UTF-8: General? Bin? Unicode?

Asked 26/2, 2010 at 19:3 Answered 10/12, 2018 at 14:44

296

I'm trying to figure out what collation I should be using for various types of data. 100% of the content I will be storing is user-submitted.

My understanding is that I should be using UTF-8 General CI (Case-Insensitive) instead of UTF-8 Binary. However, I can't find a clear a distinction between UTF-8 General CI and UTF-8 Unicode CI.

Should I be storing user-submitted content in UTF-8 General or UTF-8 Unicode CI columns?
What type of data would UTF-8 Binary be applicable to?

Irate answered 26/2, 2010 at 19:3 Comment(4)

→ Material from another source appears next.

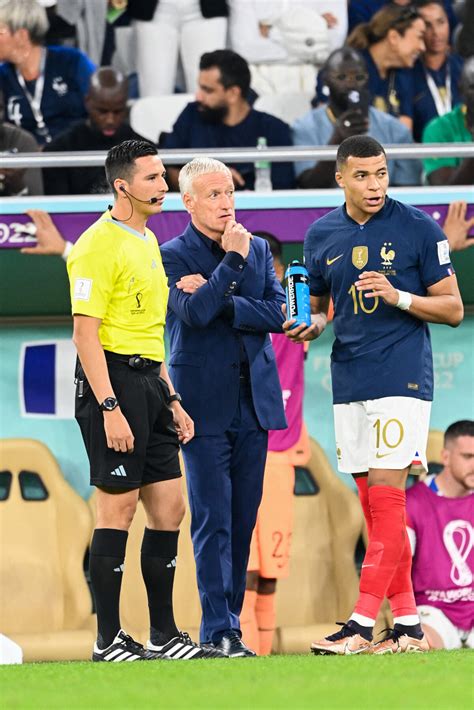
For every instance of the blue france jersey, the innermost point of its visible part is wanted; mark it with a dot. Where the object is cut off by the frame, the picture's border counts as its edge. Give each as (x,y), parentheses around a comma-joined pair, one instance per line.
(66,81)
(379,350)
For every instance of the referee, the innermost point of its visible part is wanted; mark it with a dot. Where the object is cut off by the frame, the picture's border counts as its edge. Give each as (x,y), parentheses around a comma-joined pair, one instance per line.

Side note but instead of utf8, use utf8mb4 instead for full UTF-8 support. Commenting here because the answers on this popular question do not address this. mathiasbynens.be/notes/mysql-utf8mb4 – Propagandize 6/1, 2016 at 19:33

If you want case folding, but accent sensitivity, please file a request at bugs.mysql.com . – Nellienellir 14/3, 2017 at 22:47

Or click "Affects Me" on bugs.mysql.com/bug.php?id=58797 and add a comment. – Nellienellir 6/6, 2017 at 20:48

Now that 8.0 is common, much of this Question and the Answers are out of date. (Feel free to start a new Question to get a more targeted answer.) – Nellienellir 2/9, 2021 at 17:49

307

In general, utf8_general_ci is faster than utf8_unicode_ci, but less correct.

Here is the difference:

For any Unicode character set, operations performed using the _general_ci collation are faster than those for the _unicode_ci collation. For example, comparisons for the utf8_general_ci collation are faster, but slightly less correct, than comparisons for utf8_unicode_ci. The reason for this is that utf8_unicode_ci supports mappings such as expansions; that is, when one character compares as equal to combinations of other characters. For example, in German and some other languages “ß” is equal to “ss”. utf8_unicode_ci also supports contractions and ignorable characters. utf8_general_ci is a legacy collation that does not support expansions, contractions, or ignorable characters. It can make only one-to-one comparisons between characters.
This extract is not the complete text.